London Film Festival reviews: Small Town Crime, Redoubtable, Gemini, The Shape of Water
David Farnor | On 11, Oct 2017
With Netflix, Amazon, MUBI and more all taking to London’s Leicester Square to showcase a diverse range of films, we head to the London Film Festival to review the latest films – and TV shows – either looking for distribution or heading to a streaming service near you.
Small Town Crime
Ian Nelms and Eshom Nelms aren’t names that you’ll know. The brothers join a long line of sibling filmmakers in the business, and their latest joins a long line of noir-tinged crime thrillers about a washed-up detective trying to find redemption. It’s to their credit, then, that they manage to do something memorable with Small Town Crime. The film stars John Hawkes as Mike, an alcoholic who got kicked off the force after an incident went tragically wrong. After stumbling across a battered woman by the side of the road, he takes her into hospital – and takes it upon himself to find the culprit.
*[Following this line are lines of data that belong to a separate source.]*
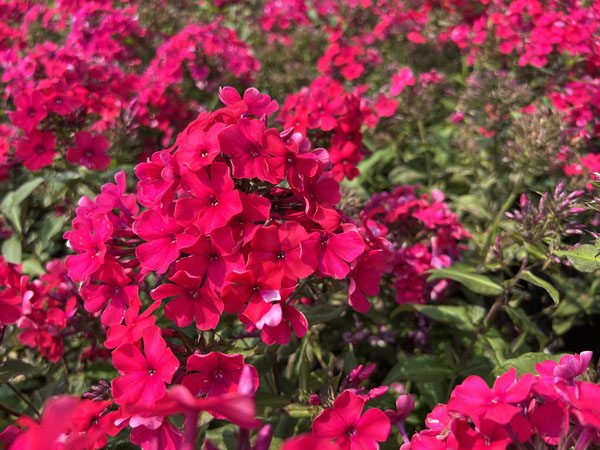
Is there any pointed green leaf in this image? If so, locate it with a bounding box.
[492,352,564,376]
[0,359,37,383]
[2,235,21,264]
[392,303,475,330]
[554,244,600,272]
[13,177,44,205]
[427,267,502,295]
[519,270,560,305]
[382,355,452,385]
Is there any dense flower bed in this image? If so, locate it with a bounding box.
[0,0,600,450]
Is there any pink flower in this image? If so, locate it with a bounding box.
[219,86,279,117]
[15,130,56,172]
[374,94,398,117]
[150,270,223,330]
[10,396,80,450]
[67,131,110,170]
[175,123,225,170]
[133,209,197,273]
[248,222,315,278]
[174,163,242,234]
[64,214,113,281]
[112,327,179,408]
[8,91,48,132]
[312,391,390,450]
[303,226,365,280]
[448,367,536,425]
[281,433,341,450]
[182,352,258,397]
[390,67,416,95]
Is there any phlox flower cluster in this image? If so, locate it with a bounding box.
[361,186,469,304]
[0,257,87,362]
[402,352,600,450]
[278,76,378,181]
[0,1,260,178]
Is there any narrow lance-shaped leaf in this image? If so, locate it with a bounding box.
[427,267,502,295]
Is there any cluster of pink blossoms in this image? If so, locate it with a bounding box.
[361,186,469,303]
[278,76,378,181]
[0,0,260,175]
[0,257,84,362]
[65,88,392,344]
[402,352,600,450]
Hawkes is excellent in the role, finding just enough likeable heart to balance out the unrepentant grit – and his behaviour is perfectly offset by the presence of Octavia Spencer as his sister, Kelly – a cruel-to-be-kind woman with a family of her own, including Mike’s drinking buddy, Terry (Anthony Anderson). The darkly comic action that ensues is nicely shot, with Clifton Collins Jr. providing real colour as a local pimp, but it’s the relationships between the central trio that really help the film rise above the familiar genre trappings, resisting easy redemption and happy endings. Ian Nelms and Eshom Nelms aren’t names that you’ll know, but don’t be surprised when you hear them again in the near future.
Redoubtable
Michel Hazanavicius is clearly enjoying himself with this biopic of Jean-Luc Godard, French filmmaker, pioneer and stubborn douche. Louis Garrel is very good at the pretentious, rude man, and the film works because it’s not afraid to call him out for being those things – based on the autobiographical novel Un an après by the late Anne Wiazemsky (played with fortitude and sympathy by Stacy Martin), the film charts Godard’s political, artistic and philosophical meltdown, without asking us to forgive him for it. The real star, though, is Hazanavicius, who never misses a chance to break out Godardian flourishes and toy with conventions, from inverted images to a hilarious use of nudity. That studied, carefree parody is more intellectual exercise than rounded entertainment, but Redoubtable is undountably entertaining from start to finish.
Gemini
Between Mistress America and Mozart in the Jungle, Lola Kirke is a star just waiting for the right role to break her out into the stratosphere. Gemini, an enjoyable modern noir, is a welcome showcase for her talents, as she plays Jill, personal assistant, manager and friend to precocious movie star Heather (an amusingly self-centred Zoë Kravitz). When a murder interrupts their privileged showbiz existence, though, Jill has turn private detective to get to the bottom of the mystery. Boasting a stylishly rubbish disguise, she’s a magnetic lead in a story that relishes the template provided by movies – no matter how far from real life they may be. John Cho is well fast as a detective on Jill’s tail, while director Aaron Katz (Cold Weather) has a superb command of tone that fuses millennial entitlement and dark humour with pulpy 40s suspense, striking glass houses and a gorgeous score, part seedy sax, part pulsing synth. If it takes a few more of these to make Kirke a mainstream A-lister, we’re not complaining.
The Shape of Water
Any movie by Guillermo del Toro is always an exciting prospect. Any movie starring Sally Hawkins is always a must-see. The thought of the two working together, then, promises to be a delight – and The Shape of Water doesn’t disappoint. Part-sci-fi, part-fantasy and all heart, it’s the story of a clearner, Elisa, who works at a mysterious government facility at the height of the Cold War. So when an aquatic specimen comes in that the Americans are keen to keep from the Soviets, the worse thing anyone could do is start a relationship with the creature. Hawkins, whose character is mute, is marvellous, conveying so much through a movingly physical performance – and that physicality is perfectly employed by del Toro, whose joyous fairytale swings from lunchtime feeding to watching tap-dancing on the telly. Richard Jenkins, Octavia Spencer and Michael Stuhlbarg are all superb in supporting roles, helping to bring the meticulously judged period vibe to life, while Michael Shannon is on scene-stealing form as the cruel, uptight US security man tasked with protecting the asset from enemy eyes. But while you might expect colourful action or supernaturally tinged horror from the Pan’s Labyrinth director, del Toro keeps things light-hearted and cute without dwelling on complicated details. The result is a gorgeously old-school Hollywood romance, which just so happens to have a gigantic fish monster in – a movie so charming that you might as well be watching Fred and Ginger in their heyday.